EU-Urteil zu Datenschutzabkommen Privacy Shield: MITTELSTANDSVERBUND alarmiert
Der Präsident des MITTELSTANDSVERBUNDES Eckhard Schwarzer hat sich nach dem Urteil des EuGH zum Datenschutzabkommen Privacy Shield mit einem Brief an Bundeskanzlerin Angela Merkel gewandt und mit Blick auf die deutsche Ratspräsidentschaft um den Abschluss eines neuen Abkommens zwischen der EU und den USA als eine der obersten Prioritäten gebeten.
Berlin, 25.08.2020 - Der Europäische Gerichtshof erklärte mit seinem Urteil vom 16. Juli 2020 das zwischen der EU und den USA geschlossene Privacy Shield Abkommen für unwirksam. Der Datenaustausch zwischen diesen beiden Rechtsordnungen hat damit erhebliche Einschränkungen erfahren. Einige Aufsichtsbehörden gehen sogar davon aus, dass eine Datenübermittlung in die USA – jedenfalls mit Blick auf die meisten relevanten Szenarien – derzeit nicht möglich ist.

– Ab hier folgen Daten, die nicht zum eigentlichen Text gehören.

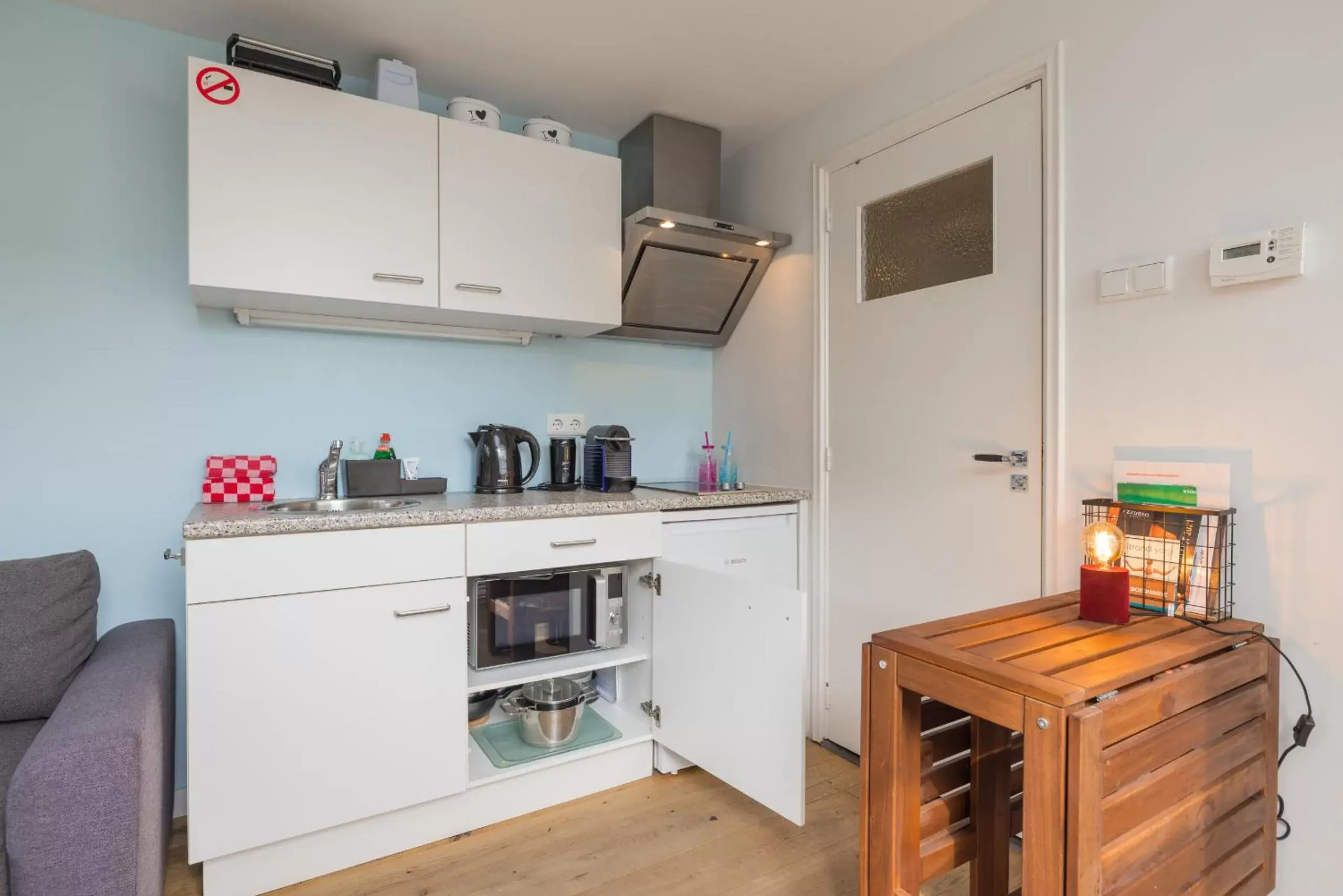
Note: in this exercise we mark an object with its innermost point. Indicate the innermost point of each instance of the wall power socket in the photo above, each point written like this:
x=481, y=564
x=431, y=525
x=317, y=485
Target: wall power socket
x=566, y=425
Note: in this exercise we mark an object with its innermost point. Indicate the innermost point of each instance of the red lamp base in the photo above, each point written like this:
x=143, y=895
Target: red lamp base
x=1104, y=594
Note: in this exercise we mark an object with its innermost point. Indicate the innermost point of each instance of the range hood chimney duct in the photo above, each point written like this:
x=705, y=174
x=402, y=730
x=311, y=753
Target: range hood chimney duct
x=688, y=276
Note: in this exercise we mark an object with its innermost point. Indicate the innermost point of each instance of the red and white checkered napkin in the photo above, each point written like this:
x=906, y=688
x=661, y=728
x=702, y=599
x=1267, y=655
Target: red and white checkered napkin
x=237, y=490
x=239, y=466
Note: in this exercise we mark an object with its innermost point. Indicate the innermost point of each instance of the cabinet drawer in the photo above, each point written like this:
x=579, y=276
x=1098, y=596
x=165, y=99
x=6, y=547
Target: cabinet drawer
x=546, y=545
x=269, y=564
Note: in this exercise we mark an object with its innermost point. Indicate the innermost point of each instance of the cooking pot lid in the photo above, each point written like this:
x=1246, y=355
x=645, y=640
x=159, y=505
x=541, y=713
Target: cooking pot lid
x=553, y=694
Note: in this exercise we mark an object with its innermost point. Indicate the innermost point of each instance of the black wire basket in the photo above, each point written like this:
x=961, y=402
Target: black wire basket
x=1181, y=561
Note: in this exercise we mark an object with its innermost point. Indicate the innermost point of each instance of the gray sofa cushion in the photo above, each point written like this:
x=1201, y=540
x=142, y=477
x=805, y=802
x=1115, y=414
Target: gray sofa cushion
x=49, y=620
x=15, y=738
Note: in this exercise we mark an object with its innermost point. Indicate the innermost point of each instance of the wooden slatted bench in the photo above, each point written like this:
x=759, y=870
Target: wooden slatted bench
x=1135, y=761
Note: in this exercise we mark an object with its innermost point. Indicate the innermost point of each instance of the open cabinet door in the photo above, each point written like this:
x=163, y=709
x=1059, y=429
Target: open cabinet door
x=729, y=676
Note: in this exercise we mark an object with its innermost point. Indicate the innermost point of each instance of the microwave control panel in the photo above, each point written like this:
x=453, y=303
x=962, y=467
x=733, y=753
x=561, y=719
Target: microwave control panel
x=1265, y=255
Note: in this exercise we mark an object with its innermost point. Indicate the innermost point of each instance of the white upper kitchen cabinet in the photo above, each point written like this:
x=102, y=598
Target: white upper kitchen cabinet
x=300, y=194
x=530, y=233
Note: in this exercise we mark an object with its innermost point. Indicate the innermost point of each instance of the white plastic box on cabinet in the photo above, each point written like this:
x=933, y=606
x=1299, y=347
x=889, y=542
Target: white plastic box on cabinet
x=304, y=199
x=530, y=233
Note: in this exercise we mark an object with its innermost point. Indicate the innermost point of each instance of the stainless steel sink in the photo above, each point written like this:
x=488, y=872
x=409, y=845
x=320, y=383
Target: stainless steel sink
x=340, y=506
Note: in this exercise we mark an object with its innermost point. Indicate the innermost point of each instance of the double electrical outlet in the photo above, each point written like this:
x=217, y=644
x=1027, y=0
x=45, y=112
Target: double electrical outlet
x=566, y=425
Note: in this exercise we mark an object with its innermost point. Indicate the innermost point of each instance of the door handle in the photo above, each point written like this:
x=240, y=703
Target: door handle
x=1012, y=458
x=422, y=612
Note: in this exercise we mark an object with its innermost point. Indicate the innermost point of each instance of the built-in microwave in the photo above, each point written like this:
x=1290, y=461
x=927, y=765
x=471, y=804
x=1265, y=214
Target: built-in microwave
x=519, y=618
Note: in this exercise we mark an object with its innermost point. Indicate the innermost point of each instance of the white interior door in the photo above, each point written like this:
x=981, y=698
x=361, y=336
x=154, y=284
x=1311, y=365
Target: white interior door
x=729, y=676
x=935, y=355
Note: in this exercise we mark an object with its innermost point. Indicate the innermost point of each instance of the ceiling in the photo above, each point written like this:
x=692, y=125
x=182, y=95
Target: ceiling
x=598, y=66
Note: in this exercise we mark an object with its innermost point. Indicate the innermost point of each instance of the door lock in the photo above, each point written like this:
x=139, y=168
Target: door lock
x=1012, y=458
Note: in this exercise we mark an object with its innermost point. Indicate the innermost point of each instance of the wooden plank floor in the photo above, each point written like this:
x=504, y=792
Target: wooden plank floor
x=685, y=835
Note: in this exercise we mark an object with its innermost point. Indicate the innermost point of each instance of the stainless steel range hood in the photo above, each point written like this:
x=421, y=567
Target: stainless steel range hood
x=688, y=276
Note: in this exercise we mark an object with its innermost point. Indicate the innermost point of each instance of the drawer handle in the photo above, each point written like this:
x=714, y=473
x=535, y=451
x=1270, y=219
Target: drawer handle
x=402, y=614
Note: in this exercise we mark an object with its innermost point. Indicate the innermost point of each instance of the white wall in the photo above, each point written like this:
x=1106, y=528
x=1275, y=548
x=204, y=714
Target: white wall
x=1182, y=121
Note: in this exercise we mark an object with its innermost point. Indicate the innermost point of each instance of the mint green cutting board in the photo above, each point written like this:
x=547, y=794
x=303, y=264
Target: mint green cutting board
x=505, y=748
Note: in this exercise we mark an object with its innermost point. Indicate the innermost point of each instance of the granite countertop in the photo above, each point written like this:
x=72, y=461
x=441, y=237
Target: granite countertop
x=231, y=520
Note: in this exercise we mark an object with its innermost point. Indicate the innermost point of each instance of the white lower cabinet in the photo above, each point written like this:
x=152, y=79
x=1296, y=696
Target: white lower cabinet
x=330, y=729
x=308, y=711
x=729, y=672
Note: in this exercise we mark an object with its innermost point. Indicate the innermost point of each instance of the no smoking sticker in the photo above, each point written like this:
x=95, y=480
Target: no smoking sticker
x=218, y=87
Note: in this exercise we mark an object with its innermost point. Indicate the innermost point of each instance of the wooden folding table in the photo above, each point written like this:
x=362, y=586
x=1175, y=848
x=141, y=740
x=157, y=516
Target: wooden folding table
x=1135, y=761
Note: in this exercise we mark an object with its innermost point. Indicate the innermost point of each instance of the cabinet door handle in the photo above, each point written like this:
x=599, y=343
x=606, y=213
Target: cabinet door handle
x=402, y=614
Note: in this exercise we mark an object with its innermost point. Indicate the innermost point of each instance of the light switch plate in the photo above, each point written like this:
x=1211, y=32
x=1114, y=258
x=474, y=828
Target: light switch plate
x=1114, y=284
x=566, y=425
x=1142, y=280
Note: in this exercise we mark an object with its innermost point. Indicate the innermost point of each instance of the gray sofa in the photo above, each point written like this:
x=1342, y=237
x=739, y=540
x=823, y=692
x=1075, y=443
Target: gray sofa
x=87, y=738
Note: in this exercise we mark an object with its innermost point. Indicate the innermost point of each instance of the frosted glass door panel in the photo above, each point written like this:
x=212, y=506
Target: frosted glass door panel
x=939, y=231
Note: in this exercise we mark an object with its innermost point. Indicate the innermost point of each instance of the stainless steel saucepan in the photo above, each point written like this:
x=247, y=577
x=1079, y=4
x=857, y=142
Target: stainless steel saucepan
x=548, y=711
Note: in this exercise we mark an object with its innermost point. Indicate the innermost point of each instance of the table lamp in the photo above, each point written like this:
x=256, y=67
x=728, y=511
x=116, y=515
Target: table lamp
x=1104, y=579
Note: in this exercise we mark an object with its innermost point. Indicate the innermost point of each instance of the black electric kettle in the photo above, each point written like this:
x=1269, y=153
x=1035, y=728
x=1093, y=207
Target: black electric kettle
x=499, y=464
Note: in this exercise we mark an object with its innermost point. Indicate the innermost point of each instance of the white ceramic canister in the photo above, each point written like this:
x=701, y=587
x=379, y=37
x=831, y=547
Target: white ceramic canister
x=548, y=130
x=477, y=112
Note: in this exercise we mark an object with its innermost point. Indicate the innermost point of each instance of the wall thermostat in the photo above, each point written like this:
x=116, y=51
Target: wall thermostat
x=1265, y=255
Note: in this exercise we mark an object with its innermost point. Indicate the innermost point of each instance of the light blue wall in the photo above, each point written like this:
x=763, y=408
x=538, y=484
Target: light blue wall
x=113, y=387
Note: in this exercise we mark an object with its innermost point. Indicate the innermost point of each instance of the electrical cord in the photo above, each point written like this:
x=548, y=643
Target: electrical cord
x=1303, y=727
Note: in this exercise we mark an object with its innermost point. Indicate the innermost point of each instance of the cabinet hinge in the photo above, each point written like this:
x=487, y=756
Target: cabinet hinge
x=652, y=712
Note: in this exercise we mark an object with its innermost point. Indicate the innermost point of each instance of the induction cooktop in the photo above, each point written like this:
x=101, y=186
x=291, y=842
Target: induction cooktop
x=691, y=487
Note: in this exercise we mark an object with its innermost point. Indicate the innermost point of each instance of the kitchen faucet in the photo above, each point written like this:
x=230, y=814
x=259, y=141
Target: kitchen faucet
x=328, y=472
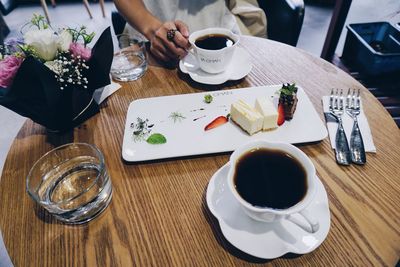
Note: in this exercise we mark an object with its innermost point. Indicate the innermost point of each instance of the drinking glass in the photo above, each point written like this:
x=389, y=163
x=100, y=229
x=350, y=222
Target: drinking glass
x=71, y=182
x=130, y=62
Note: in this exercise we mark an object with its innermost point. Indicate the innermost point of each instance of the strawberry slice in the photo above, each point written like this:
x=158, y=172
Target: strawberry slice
x=216, y=122
x=281, y=115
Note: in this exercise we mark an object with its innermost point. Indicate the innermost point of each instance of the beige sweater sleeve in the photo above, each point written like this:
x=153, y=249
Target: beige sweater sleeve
x=249, y=16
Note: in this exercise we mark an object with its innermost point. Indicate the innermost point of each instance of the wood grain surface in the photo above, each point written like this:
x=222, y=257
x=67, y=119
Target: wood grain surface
x=158, y=215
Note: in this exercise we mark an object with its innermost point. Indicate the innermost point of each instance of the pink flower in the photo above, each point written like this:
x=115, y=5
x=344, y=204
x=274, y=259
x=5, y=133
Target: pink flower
x=8, y=68
x=78, y=49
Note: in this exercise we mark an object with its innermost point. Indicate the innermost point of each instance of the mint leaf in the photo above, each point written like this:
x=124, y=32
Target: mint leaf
x=156, y=139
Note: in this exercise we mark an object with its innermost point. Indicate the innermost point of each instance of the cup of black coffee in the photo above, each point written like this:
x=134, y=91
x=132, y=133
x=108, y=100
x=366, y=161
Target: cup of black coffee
x=272, y=181
x=213, y=48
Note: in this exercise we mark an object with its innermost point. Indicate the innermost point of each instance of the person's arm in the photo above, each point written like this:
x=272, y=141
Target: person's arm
x=137, y=15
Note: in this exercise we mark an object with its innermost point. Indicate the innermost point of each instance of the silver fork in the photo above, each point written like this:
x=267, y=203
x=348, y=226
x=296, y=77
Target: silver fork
x=356, y=141
x=336, y=108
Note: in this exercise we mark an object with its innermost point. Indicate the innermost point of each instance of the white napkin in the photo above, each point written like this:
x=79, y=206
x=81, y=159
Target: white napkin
x=348, y=126
x=99, y=95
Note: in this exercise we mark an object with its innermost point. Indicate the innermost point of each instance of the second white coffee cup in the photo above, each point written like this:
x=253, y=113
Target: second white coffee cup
x=213, y=61
x=266, y=214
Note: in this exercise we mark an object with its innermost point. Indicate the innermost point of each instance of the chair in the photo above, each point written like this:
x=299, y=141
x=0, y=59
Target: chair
x=284, y=20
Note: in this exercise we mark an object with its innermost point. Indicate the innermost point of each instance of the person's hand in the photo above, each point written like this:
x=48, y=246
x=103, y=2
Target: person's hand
x=174, y=48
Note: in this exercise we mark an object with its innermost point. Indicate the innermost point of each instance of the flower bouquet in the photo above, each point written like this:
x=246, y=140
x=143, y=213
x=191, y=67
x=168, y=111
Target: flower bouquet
x=50, y=76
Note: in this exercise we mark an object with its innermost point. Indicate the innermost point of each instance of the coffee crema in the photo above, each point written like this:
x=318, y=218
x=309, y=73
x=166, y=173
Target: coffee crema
x=214, y=41
x=268, y=178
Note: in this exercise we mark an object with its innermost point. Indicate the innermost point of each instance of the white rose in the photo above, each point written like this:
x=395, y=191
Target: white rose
x=44, y=42
x=64, y=40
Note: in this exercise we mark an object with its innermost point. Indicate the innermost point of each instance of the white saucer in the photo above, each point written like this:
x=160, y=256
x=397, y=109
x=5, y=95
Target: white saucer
x=264, y=240
x=239, y=67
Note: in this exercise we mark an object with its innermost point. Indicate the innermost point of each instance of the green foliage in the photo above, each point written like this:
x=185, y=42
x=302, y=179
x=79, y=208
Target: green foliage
x=81, y=32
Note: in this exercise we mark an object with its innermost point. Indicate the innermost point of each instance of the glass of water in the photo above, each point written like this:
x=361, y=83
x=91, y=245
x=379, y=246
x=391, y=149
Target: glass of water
x=130, y=62
x=71, y=182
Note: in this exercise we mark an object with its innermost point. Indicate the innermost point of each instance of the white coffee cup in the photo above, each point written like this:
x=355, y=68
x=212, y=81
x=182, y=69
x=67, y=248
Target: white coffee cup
x=266, y=214
x=213, y=61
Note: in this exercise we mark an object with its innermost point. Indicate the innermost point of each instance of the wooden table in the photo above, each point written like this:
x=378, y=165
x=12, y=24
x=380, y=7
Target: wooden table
x=158, y=215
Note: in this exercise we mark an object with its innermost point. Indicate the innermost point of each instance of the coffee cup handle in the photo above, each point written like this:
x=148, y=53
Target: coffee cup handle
x=312, y=224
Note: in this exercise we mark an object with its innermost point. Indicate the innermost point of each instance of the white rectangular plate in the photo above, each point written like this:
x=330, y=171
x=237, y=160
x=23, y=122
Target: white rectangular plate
x=187, y=137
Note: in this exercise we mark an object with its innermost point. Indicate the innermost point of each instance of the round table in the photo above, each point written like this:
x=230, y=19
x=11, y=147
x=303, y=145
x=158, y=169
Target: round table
x=158, y=214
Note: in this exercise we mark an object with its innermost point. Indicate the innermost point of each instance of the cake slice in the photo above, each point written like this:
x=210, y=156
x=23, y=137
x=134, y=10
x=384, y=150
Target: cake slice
x=266, y=108
x=246, y=117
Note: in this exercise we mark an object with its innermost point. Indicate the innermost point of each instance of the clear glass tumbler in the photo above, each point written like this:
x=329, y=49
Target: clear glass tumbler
x=71, y=182
x=130, y=62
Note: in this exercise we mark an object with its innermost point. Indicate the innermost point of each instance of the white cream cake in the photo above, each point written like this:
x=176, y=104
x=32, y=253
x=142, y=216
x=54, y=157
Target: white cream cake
x=267, y=109
x=246, y=117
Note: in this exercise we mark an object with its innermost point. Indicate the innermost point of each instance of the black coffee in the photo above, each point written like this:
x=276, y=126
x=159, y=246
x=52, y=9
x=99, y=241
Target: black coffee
x=214, y=41
x=270, y=178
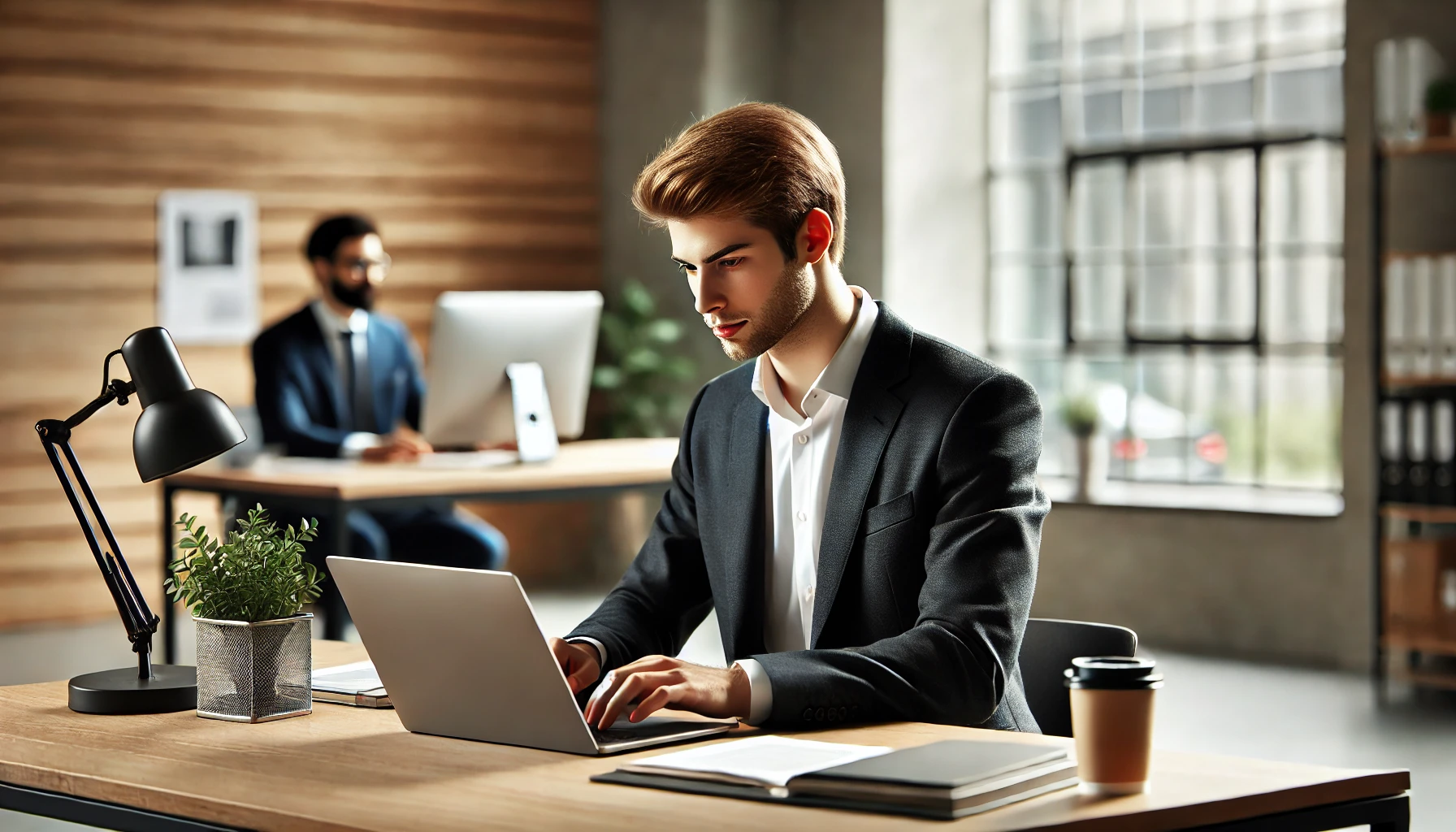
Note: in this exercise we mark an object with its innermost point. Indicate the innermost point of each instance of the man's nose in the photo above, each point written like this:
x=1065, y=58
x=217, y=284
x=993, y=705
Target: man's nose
x=707, y=293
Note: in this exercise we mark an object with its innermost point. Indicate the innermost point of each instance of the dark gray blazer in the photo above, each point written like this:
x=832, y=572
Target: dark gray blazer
x=928, y=557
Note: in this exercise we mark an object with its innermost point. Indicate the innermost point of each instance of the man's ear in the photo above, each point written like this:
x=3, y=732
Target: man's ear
x=816, y=235
x=321, y=268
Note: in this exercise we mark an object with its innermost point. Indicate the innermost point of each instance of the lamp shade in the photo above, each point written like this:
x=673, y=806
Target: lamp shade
x=180, y=424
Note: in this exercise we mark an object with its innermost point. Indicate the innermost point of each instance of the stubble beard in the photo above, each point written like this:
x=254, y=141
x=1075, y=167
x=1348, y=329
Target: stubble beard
x=777, y=319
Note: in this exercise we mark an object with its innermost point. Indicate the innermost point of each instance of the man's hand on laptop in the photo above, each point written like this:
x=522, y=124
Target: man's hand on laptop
x=660, y=681
x=578, y=662
x=401, y=446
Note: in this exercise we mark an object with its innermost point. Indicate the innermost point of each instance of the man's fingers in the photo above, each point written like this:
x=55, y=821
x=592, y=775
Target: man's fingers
x=650, y=663
x=656, y=701
x=635, y=687
x=647, y=663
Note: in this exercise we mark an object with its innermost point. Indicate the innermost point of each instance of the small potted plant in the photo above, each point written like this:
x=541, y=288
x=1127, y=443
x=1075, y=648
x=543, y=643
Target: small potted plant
x=1082, y=418
x=246, y=595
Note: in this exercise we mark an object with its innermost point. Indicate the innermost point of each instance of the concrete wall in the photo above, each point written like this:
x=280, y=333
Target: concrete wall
x=935, y=167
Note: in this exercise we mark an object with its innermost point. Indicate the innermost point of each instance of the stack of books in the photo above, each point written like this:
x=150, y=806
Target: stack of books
x=944, y=780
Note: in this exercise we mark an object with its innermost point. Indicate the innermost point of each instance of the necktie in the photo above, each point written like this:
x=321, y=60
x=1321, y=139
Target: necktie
x=357, y=385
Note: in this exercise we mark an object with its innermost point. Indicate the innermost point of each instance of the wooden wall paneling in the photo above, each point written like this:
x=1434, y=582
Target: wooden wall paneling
x=466, y=127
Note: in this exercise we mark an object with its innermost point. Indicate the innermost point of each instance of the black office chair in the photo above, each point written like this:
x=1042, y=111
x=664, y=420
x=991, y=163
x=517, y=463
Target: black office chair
x=1049, y=648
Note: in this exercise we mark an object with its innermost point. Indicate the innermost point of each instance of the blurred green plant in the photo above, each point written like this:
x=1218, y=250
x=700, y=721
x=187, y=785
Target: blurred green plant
x=1081, y=416
x=644, y=376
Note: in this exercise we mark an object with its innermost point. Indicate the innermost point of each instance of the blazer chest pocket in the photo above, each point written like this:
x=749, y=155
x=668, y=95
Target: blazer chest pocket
x=889, y=514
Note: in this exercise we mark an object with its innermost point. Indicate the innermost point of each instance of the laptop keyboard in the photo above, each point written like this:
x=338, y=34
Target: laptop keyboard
x=645, y=730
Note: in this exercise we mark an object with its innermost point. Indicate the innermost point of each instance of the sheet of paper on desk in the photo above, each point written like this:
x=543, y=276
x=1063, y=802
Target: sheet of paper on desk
x=772, y=761
x=469, y=459
x=356, y=678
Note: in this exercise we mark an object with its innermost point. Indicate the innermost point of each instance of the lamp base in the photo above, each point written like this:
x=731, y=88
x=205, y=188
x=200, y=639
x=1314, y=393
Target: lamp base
x=171, y=688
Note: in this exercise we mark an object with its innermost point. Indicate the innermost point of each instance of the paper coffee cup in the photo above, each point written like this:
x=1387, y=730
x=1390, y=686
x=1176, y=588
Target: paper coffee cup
x=1112, y=722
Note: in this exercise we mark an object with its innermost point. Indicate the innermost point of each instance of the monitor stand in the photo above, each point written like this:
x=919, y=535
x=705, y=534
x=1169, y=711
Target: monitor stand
x=535, y=427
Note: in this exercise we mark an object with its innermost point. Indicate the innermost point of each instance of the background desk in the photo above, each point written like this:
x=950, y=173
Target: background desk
x=349, y=769
x=328, y=488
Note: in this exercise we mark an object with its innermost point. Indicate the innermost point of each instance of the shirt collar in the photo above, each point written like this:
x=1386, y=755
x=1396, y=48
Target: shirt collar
x=329, y=321
x=838, y=378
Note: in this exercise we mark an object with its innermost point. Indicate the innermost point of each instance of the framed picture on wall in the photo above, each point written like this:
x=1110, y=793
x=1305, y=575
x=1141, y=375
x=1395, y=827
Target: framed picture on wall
x=207, y=266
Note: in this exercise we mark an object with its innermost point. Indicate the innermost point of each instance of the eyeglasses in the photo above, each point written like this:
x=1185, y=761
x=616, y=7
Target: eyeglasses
x=363, y=267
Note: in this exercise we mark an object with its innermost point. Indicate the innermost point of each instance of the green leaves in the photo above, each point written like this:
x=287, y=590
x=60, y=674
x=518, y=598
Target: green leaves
x=257, y=574
x=644, y=373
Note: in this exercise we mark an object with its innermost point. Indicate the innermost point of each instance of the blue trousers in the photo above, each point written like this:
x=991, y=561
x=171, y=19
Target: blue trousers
x=434, y=535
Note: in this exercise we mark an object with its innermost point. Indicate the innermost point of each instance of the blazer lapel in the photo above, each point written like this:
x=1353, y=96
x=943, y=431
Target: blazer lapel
x=869, y=418
x=322, y=363
x=742, y=531
x=380, y=370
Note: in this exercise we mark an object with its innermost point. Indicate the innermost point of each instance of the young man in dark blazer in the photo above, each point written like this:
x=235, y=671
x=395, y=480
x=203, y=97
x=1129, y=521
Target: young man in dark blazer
x=858, y=501
x=340, y=379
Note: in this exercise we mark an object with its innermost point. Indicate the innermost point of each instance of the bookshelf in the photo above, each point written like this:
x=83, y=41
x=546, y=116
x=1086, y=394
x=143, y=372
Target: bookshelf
x=1415, y=541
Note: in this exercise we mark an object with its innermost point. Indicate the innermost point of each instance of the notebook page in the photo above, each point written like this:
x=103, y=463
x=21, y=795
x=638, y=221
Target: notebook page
x=356, y=678
x=772, y=761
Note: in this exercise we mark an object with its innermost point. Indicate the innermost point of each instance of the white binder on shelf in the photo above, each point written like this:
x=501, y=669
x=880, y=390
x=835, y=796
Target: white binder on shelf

Die aktuelle Rechtslage ist aus mehreren Gesichtspunkten nicht tragbar und stellt eine ernst zu nehmende Gefahr für externe und interne Betriebsabläufe mittelständischer Unternehmen aber auch der deutschen Wirtschaft insgesamt dar. Anders, als der dem EuGH-Urteil zugrunde liegende Sachverhalt, erfolgt eine Übermittlung von personenbezogenen Daten nicht ausschließlich im Wege des Kunden-Tracking unter Zuhilfenahme entsprechender Analyse-Tools. Das Gros der Anwendungsfälle ist von viel grundlegender Natur; Personalwesen, interne und externe Unternehmenskommunikation, Waren- und Dienstleistungsabrechnungen sowie weitere Vorgänge werden zumeist durch ein einziges Betriebssystem dargestellt. Oftmals sind dies Systeme US- amerikanischer Anbieter, die Gefahr des Zugriffs US-amerikanischer Behörden auf die daraus generierten Daten besteht damit in den meisten Fällen.
Alle betroffenen deutschen, aber auch europäischen Unternehmen, sehen sich durch den Wegfall des Privacy Shield Abkommens – als Grundlage für den Datentransfer – vor erhebliche Compliance-Probleme gestellt. Zur Disposition steht nicht weniger als die Grundlagen aller bestehenden Betriebsabläufe.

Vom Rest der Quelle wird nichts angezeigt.